I'm working on Ubuntu 14 with the default rsyslog and logrotate utility.

In the default rsyslog logrotate /etc/logrotate.d/rsyslog config I see the following:

        rotate 7
                reload rsyslog >/dev/null 2>&1 || true

From what I understand, it is recommended to use copytruncate in all logrotate scenarios, as it doesn't moves the current log, but rather truncates the log so any process with an open file handler will be able to keep writing to it.
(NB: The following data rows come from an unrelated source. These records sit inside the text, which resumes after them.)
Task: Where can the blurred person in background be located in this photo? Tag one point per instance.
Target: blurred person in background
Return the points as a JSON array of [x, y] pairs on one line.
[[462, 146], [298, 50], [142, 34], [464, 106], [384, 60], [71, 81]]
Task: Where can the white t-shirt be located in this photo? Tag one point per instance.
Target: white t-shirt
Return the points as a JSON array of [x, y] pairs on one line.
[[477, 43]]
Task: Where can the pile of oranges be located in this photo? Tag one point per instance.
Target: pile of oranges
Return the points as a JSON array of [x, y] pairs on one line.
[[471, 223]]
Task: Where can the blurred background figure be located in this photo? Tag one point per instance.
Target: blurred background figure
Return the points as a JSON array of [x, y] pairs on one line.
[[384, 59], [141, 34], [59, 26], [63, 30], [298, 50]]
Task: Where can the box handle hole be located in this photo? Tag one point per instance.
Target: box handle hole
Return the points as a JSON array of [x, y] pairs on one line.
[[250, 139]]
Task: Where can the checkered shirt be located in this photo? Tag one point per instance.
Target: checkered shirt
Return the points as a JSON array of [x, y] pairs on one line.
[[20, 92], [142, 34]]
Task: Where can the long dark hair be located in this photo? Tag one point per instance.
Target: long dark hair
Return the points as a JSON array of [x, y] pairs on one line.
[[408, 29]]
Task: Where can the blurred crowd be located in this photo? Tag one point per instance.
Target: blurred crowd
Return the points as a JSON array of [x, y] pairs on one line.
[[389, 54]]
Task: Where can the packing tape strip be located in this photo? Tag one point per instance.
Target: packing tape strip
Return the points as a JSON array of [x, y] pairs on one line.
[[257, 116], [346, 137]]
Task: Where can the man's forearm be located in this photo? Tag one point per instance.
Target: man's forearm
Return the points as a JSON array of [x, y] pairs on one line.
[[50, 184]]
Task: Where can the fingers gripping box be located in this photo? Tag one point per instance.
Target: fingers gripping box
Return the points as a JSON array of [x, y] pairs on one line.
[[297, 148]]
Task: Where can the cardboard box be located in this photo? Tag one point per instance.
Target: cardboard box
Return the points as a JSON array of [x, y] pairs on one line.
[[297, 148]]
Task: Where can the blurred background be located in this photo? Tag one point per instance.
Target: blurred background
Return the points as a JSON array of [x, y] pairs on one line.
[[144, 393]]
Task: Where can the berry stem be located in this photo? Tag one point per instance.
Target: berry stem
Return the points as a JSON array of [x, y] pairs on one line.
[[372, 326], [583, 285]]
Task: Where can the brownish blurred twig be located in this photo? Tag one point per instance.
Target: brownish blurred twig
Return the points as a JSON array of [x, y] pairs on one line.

So how come the default configuration using rsyslog reload feature instead?

5 Answers 5


To answer your question, you first need to understand the different trade-off of reload and copytruncate:

  • reload: the old log file is renamed and the process writing into that log is notified (via Unix signal) to re-create its log file. This is the fastest / lower overhead method: rename/move operations are very fast and have a constant execution time. Moreover, it is an almost atomic operation: this means that (nearly) no log entry will be lost during the move/reload. On the other hand, you need a process capable of reloading and re-opening of its log file. Rsyslog is such a process, so the default logrotate config use the reload method. Using this mode with rsyslog is strongly recommended by rsyslog upstream.
  • copytruncate: the old log file is copied into an archive file, and then it is truncated to "delete" old log lines. While the truncate operation is very fast, the copy can be quite long (depending of how big is your logfile). Moreover, some log entry can be lost during the time between the copy operation (remember, it can be slow) and the truncate. For these reasons, copytruncate is not used by default for services capable of reloading and recreate their log files. On the other hand, if a server is not capable of reload/recreate log files, copytruncate is your safest bet. In other words, it does not require any service-level support. The rsyslog upstream project strongly advises against using this mode.
  • I'm limiting my log files to 500M each, so copying them won't be a trouble(several seconds at most). Thanks!
    – Mattan
    May 5, 2015 at 7:57

Speaking as rsyslog author, copytruncate is actually a very, very, very bad choice. It is inherently racy and using it is almost a guarantee that you will lose log data. The more frequently the file is written to, the more you will lose. And this is not just part of the last line, but can be several hundred ones, depending on the exact timing and state of the system at the time the rotation happens.

When the file is moved and a new inode (file) created, rsyslog keeps track of the previous file and complete processing. So you do not have any loss in this case. Guaranteed (except if you unmount the file system...).

On "reopenOnTruncate": I personally have seen reopenOnTruncate to be racy in other regards as well, especially with NFS and the like. Some time ago I totally removed that functionality, but got later persuaded into merging similar functionality back in. It'll stay "experimental" most probably forever, as I really know people run into trouble on very heavily loaded systems. "copytruncate" is simply no decent mode to work with log files.

I currently work on refactoring imfile (ETA 8.34 or 8.35). The refactored version will probably be able to prevent accidental re-send due to API race, but also cannot guard against data loss - because this is conceptually impossible.


This depends completely on how the process is writing logs.
copytruncate only works, if the log messages are appended to the file (e.g. whatever >> logfile.
And not when it is redirecting the output (e.g. whatever > logfile).


Since version 8.16 rsyslog has imfile option reopenOnTruncate that handles copytruncte issue.


For rsyslog specifically, it does probably make more sense to leave things as they are.

The basic reason is that rsyslog has internal queues it can use in cases where its output handle becomes unavailable.

The reload will a) cause rsyslog to recreate its own log file, and b) cause any queued events to be flushed to the file on creation.

It may be copytruncate does no harm (although I would be concerned about partially written lines being truncated), but I would tend to think that copy/delete/reload is 'safer' from an integrity point of view.

As mentioned by @faker, since rsyslog can handle the situation where its file becomes unavailable, there isn't a compelling reason to use copytruncate.

And as mentionned by @SelivanovPavel, rsyslog actually requires specific config to deal with copy truncate properly.

So if only because using the reload approach requires less deviation from default config, I would keep it.